Rustic Slow-Cooked Lamb Shanks in a Rich Herbed Gravy

Description

Tender, fall-off-the-bone lamb shanks slowly braised in a fragrant medley of herbs, garlic, red wine, and stock until infused with deep, savory flavors. The long, slow cooking transforms the meat into a rich, melt-in-your-mouth experience while creating a luxurious gravy perfect for spooning over mashed potatoes or crusty bread. This rustic dish is comfort food at its finest and ideal for special gatherings or cozy weekend meals.

Ingredients for Rustic Slow-Cooked Lamb Shanks in a Rich Herbed Gravy

  • 2 tbsp olive oil

  • 1 large onion, chopped

  • 3 carrots, chopped into chunks

  • 3 celery stalks, chopped

  • 5 garlic cloves, minced

  • 2 tbsp tomato paste

  • 1 cup (240 ml) red wine (optional – can substitute beef stock)

  • 3 cups (720 ml) beef stock

  • 1 can (14 oz / 400 g) diced tomatoes

  • 2 sprigs fresh rosemary

  • 3 sprigs fresh thyme

  • 2 bay leaves

  • 1 tsp smoked paprika

  • Salt & pepper, to taste

Instructions

  1. Sear the Lamb

    • Pat lamb shanks dry, season with salt and pepper.

    • Heat olive oil in a large heavy-bottomed pot or Dutch oven over medium-high heat.

    • Brown the shanks on all sides (about 8–10 minutes total). Remove and set aside.

  2. Build the Flavor Base

    • In the same pot, sauté onion, carrots, and celery until softened (about 5 minutes).

    • Add garlic and tomato paste; cook for 1–2 minutes until fragrant.

  3. Deglaze & Simmer

    • Pour in red wine to deglaze, scraping up browned bits. Let it reduce slightly (about 3 minutes).

    • Add beef stock, diced tomatoes, rosemary, thyme, bay leaves, and paprika. Stir well.

  4. Slow Cooking

    • Return lamb shanks to the pot, making sure they’re submerged in liquid.

    • Oven Method: Cover and cook at 325°F (160°C) for 2.5–3 hours, turning shanks halfway through.

    • Slow Cooker Method: Transfer to slow cooker, cook on LOW for 6–8 hours or HIGH for 4–5 hours.

  5. Finish the Gravy

    • Once lamb is tender, remove shanks. Discard bay leaves and herb stems.

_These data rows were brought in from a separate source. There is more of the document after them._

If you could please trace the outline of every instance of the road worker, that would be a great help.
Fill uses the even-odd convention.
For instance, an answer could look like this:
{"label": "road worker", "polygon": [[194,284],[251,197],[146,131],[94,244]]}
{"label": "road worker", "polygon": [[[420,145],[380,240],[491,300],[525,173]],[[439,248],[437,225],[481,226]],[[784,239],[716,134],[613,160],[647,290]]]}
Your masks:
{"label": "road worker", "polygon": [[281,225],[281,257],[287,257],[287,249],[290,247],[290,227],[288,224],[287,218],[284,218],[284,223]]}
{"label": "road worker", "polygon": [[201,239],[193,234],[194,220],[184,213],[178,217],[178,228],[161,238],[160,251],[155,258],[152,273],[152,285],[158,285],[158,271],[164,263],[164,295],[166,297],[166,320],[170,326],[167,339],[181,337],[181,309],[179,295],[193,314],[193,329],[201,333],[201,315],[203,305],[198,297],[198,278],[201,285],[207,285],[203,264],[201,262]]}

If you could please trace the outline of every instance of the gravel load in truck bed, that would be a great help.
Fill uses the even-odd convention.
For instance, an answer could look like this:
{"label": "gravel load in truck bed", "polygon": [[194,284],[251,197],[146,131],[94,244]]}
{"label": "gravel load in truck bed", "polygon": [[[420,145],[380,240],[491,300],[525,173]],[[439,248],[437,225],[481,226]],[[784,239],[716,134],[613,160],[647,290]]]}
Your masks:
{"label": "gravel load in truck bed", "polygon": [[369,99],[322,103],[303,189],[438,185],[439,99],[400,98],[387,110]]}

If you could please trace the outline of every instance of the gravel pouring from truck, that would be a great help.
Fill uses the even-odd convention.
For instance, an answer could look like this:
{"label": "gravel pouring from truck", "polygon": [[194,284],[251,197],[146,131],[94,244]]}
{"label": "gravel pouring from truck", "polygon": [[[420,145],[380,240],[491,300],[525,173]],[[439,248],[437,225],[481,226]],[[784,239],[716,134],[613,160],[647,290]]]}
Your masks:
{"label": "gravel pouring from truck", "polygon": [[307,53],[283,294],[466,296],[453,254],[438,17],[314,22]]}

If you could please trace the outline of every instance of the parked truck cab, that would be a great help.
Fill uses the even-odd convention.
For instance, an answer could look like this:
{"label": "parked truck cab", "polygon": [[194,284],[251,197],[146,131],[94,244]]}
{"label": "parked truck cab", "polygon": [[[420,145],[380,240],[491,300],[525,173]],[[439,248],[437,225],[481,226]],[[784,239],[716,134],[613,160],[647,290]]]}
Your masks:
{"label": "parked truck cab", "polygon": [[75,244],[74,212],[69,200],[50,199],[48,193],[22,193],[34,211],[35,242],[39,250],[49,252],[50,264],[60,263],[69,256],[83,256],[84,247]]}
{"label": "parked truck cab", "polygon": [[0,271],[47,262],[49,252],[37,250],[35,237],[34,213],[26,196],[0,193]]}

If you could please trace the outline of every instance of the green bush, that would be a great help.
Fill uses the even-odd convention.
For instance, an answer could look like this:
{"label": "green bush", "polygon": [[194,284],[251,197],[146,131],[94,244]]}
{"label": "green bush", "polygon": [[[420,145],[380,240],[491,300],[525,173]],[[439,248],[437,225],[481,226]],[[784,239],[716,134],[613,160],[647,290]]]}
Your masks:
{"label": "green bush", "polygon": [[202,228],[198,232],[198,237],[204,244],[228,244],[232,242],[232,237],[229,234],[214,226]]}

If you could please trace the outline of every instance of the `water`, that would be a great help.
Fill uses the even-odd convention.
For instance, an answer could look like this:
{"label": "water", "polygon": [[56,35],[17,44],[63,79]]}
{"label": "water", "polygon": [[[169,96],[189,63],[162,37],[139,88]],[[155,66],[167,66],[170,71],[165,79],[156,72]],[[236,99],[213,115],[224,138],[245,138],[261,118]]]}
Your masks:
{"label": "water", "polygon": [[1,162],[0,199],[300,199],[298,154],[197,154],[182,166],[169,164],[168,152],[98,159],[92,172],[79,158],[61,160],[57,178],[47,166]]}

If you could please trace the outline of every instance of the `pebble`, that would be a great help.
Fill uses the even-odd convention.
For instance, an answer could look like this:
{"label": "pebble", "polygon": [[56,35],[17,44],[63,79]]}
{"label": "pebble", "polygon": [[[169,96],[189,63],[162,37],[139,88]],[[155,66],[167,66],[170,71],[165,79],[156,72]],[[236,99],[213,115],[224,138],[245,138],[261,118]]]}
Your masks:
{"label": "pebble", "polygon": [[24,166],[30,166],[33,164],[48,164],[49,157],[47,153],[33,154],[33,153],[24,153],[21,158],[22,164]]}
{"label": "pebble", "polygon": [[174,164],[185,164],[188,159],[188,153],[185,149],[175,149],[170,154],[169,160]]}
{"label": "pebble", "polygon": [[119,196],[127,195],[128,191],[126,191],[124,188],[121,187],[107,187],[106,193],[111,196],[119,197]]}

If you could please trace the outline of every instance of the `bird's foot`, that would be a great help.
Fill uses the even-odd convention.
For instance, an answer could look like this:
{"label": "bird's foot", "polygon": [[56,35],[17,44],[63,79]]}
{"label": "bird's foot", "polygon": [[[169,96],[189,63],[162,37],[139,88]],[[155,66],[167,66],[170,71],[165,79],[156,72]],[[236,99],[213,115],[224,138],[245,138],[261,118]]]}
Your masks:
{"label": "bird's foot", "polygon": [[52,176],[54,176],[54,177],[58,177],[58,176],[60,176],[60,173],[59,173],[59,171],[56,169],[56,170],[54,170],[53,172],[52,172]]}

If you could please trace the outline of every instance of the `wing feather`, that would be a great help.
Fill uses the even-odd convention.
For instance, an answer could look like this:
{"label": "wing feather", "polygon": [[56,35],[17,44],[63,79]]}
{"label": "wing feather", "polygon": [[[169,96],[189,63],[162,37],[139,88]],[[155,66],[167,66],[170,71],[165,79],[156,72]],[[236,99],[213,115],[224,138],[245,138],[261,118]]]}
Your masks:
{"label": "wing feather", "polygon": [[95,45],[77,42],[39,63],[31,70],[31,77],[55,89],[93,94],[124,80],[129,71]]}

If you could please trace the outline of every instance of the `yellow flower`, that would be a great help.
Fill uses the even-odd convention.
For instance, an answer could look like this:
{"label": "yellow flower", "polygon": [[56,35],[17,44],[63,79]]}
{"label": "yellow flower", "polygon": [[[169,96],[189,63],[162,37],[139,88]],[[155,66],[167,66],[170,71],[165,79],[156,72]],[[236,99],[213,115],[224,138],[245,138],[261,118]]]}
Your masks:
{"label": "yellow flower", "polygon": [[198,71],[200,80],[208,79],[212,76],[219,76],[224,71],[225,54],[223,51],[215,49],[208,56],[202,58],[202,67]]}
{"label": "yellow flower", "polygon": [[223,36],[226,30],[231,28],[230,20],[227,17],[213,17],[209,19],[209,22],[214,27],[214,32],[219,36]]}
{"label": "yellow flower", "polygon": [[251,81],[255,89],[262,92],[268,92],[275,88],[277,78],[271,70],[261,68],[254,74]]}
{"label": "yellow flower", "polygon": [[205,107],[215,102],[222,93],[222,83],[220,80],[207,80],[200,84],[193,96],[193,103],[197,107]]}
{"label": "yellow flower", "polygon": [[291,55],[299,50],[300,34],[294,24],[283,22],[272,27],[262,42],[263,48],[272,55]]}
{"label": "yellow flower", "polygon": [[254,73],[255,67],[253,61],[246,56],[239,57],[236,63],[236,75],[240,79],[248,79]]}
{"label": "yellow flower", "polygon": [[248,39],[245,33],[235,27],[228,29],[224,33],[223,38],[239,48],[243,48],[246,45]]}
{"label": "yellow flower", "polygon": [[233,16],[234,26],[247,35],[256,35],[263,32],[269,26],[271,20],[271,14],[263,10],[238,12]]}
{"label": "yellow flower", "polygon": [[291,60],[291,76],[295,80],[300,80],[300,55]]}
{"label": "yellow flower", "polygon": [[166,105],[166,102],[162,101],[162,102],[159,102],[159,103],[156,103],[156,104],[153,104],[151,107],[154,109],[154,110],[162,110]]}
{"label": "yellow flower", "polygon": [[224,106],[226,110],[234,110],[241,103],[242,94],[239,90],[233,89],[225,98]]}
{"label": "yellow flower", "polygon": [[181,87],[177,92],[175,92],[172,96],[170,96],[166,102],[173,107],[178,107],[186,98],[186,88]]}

    • If gravy is too thin, simmer uncovered for 10 minutes to thicken. Adjust seasoning.

  6. Serve

    • Plate lamb shanks with generous spoonfuls of gravy.

    • Serve alongside mashed potatoes, creamy polenta, or crusty bread.

Notes

  • Using bone-in shanks enhances flavor richness.

  • If skipping wine, add 1 tbsp balsamic vinegar to mimic acidity and depth.

  • This dish tastes even better the next day as flavors deepen.

Tips

  • For extra richness, stir in a small knob of butter at the end of cooking.

  • Strain gravy for a silky finish.

  • Always brown the lamb well — caramelization is key to flavor.

  • Serve in deep bowls to keep heat in and show off the gravy.

Servings

  • Serves: 4 generous portions

  • Serving Size: 1 lamb shank + gravy + vegetables

Nutritional Info (Per Serving – without sides)

  • Calories: ~560 kcal

  • Protein: 48 g

  • Fat: 30 g

  • Saturated Fat: 10 g

  • Carbohydrates: 16 g

  • Fiber: 3 g

  • Sugar: 6 g

  • Sodium: ~780 mg

Benefits

  • High-Protein: Supports muscle repair and growth.

  • Rich in Collagen: Promotes joint and skin health.

  • Herb-Infused: Rosemary and thyme contain antioxidants and anti-inflammatory compounds.

  • Comfort Food with Nutrients: Contains vegetables, protein, and slow-released energy.

Q & A

Q1: Can I make this ahead of time?
Yes! In fact, it tastes better after resting overnight in the fridge. Reheat gently on the stove or in the oven.

Q2: What’s the best cut substitute if I can’t find lamb shanks?
Beef short ribs or oxtail work beautifully.

Q3: Can I freeze it?
Absolutely. Store cooled lamb and gravy in airtight containers for up to 3 months.

Q4: Does it work without wine?
Yes. Use beef stock with a splash of vinegar or pomegranate juice for acidity.